Some lawmakers are now discussing a possible repeal effort, if voters reject a marijuana tax.
Members of Smart Colorado say they’re concerned about what will happen if voters fail to approve the tax, which is intended to fund regulation of the industry.
“Our whole incentive is to insure that (Amendment 64) is implemented in a way that does not compromise the safety of our kids, our communities, our schools, or the ability of the state and our businesses to prosper,” said Diane Carlson, a Smart Colorado volunteer leader. “Are we going to shift our public dollars from our schools and other resources to fund Marijuana? That’s not what we were promised in the fall. We were promised revenues for our state and our schools.”
But Mason Tvert, who led the Campaign to Regulate Marijuana Like Alcohol called the effort to repeal the measure extortion.

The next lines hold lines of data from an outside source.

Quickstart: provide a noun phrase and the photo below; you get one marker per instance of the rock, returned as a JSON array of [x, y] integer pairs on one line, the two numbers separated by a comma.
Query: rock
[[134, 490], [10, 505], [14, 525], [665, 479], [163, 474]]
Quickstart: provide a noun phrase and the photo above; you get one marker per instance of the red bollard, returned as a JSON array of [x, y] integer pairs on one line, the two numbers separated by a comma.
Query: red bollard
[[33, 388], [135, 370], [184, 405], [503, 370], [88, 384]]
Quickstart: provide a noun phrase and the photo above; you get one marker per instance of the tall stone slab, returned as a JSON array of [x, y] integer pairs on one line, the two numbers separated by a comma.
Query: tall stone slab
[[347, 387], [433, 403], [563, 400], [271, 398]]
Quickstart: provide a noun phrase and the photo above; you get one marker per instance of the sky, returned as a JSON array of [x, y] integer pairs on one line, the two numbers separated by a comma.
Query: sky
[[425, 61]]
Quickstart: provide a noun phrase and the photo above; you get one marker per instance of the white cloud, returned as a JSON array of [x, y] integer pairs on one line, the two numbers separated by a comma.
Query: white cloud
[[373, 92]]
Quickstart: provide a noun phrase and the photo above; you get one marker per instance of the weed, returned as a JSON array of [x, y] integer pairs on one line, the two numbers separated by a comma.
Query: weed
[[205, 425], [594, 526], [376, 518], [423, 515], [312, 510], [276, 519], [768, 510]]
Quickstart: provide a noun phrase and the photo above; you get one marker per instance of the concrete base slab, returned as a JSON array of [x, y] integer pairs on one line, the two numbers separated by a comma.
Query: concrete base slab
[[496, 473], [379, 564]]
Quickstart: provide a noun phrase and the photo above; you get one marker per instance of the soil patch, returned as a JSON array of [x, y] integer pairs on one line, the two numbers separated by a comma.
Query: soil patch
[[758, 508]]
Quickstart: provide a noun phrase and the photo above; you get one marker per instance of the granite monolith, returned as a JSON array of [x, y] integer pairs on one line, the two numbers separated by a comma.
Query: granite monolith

“It’s clear that the intention of Smart Colorado is to prevent marijuana from being legal, regulated and controlled,” Tvert told 7NEWS. “We hope legislators will recognize that they’re not simply trying to pass a tax, they are trying to entirely repeal an initiative that was approved by the voters of Colorado.”
Joe Megyesy, the marijuana group’s outreach coordinator, said they have polling data that shows a 10 percent sales tax on marijuana “will pass handily at the ballot.”
“According to the poll, 77 percent of the voters would approve a 10 percent sales tax,” he said.
Some lawmakers want to see a 15 percent sales tax.
Tvert said that’s not needed.
When asked why he opposed the higher tax, Tvert replied, “The goal of Amendment 64 was to eliminate the underground market for marijuana sales, and to put them above board in legitimate, tightly controlled marijuana stores. That’s what the voters wanted.”
Smart Colorado spokesman Eric Anderson countered, “The argument that they use about seeing a higher tax rate would push the market underground is a very familiar one. I heard it for decades from the Tobacco industry.”
Smart Colorado members say they want to hold the marijuana industry accountable for promises made before the last election.
When asked if his group mislead voters regarding the state revenue marijuana would generate, Tvert said, “Absolutely not. The initiative has been projected to generate significant tax revenue and law enforcement savings. We know that we are wasting law enforcement time and resources arresting and prosecuting adults in Colorado simply for possessing small amounts of marijuana. The voters wanted that to end.”
Tvert says Smart Colorado is being disingenuous.
He believes the group actually wants to the tax to fail, so that voters will have a chance to vote on a repeal of Amendment 64.
When asked if she supported the tax, Carlson said, “We are not looking to repeal. We are looking for the marijuana industry to fund its regulatory costs.”
Friday night, the House decided to lay over this legislation, known as House Bill 1318, until the end of the calendar.